A new, automatic car wash operated by Mister Car Wash was approved for the northwest corner of Flying Cloud and Prairie Center drives by the Eden Prairie City Council on Tuesday.
The Oct. 17 vote to OK the project – on vacant land where a Burger King restaurant once stood – was unanimous and without debate.
There’s currently a Mister Car Wash that’s been operating since 1999 just a block north of the corner site, but it’s at capacity and has poor circulation for vehicles, said Mister Car Wash representative Prabhs Matharoo. It will be shut down and sold when the new facility is ready for operation, he said.
In addition to providing a more modern operation and additional capacity, the new facility will be able to recycle at least 50% of the water used to wash cars, according to the national chain. At the current car wash, up to 10% of water is recycled.
The proposed 5,400-square-foot building would be about 1,200 square feet larger than what now exists.
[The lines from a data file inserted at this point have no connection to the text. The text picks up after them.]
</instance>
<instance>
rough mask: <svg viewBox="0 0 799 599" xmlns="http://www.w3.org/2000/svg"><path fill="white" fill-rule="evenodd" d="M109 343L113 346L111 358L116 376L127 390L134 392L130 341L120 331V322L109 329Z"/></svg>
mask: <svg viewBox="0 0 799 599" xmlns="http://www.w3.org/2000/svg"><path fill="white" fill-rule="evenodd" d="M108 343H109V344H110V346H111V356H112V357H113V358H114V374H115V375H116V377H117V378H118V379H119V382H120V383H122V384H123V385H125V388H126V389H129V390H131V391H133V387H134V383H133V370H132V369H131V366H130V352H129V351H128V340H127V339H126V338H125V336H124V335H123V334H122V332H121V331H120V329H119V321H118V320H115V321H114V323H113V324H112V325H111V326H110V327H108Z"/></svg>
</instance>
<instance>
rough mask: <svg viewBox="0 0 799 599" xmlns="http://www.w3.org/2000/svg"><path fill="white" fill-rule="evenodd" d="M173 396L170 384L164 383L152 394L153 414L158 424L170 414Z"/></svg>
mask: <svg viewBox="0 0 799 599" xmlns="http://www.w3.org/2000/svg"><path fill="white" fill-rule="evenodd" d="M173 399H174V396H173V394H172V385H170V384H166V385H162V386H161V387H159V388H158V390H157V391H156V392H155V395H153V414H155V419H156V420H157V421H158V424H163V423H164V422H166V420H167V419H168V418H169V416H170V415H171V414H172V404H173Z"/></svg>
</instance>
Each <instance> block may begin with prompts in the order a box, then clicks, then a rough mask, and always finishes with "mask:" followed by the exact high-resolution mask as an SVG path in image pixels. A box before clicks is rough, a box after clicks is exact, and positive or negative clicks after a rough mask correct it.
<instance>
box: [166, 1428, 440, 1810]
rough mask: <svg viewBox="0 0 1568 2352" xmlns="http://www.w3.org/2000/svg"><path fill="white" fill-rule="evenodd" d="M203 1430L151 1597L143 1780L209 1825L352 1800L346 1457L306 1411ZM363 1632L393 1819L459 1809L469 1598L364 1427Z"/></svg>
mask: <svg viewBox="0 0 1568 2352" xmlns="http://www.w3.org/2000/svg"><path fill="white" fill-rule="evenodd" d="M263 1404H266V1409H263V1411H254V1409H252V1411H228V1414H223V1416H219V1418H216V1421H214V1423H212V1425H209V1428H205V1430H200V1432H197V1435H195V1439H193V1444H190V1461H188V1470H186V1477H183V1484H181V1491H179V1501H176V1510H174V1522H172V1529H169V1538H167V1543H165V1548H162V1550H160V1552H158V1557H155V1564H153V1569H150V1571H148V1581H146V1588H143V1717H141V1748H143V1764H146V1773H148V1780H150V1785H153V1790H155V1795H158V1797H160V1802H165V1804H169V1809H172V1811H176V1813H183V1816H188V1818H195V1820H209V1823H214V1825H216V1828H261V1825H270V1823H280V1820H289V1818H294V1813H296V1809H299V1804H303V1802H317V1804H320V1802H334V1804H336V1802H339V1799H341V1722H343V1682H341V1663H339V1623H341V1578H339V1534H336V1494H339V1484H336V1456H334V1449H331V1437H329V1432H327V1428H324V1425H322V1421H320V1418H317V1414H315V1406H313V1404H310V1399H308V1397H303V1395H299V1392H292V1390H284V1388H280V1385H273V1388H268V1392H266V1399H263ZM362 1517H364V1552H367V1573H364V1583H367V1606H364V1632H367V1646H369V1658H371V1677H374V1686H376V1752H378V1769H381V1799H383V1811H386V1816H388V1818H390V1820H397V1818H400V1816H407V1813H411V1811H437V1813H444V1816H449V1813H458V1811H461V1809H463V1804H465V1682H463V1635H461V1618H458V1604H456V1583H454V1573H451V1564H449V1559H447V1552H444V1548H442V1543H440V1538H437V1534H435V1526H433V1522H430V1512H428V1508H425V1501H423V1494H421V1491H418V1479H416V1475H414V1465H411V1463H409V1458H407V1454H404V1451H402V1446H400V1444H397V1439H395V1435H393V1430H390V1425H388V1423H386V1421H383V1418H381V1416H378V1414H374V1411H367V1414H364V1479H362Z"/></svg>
Coincidentally, this could be the first of two Burger King-to-car wash transformations in Eden Prairie. A Crew Carwash is proposed for another former Burger King property in Eden Prairie, at the southeast corner of Highway 5 and County Road 4 (Eden Prairie Road). However, the car wash project has not yet been scheduled for planning commission or city council review.
Mayor Ron Case did address community concerns about the possibility of car washes being built on two prominent Eden Prairie street corners. He and city staff noted that Burger King had put limitations on what a purchaser could build on the two sites, and had ruled out food businesses.
“Sometimes people will say, ‘Two car washes!’ And right away, all their ideas come out,” Case said.
But, cities don’t typically dictate which specific businesses buy and develop sites, he pointed out.
“It’s just not within the purview of the city council or city government. It’s not what we do,” he added. “We manage development. There are landowners; they sell privately to other landowners who come in with development projects. We look at what comes in based on our code and our policies and procedures, and we approve or deny based on those set of criteria. Not whether we like it or whether we wanted something else to come in.
“Local municipal government across the U.S.,” said Case, “doesn’t have some of the powers that sometimes people expect that we do.”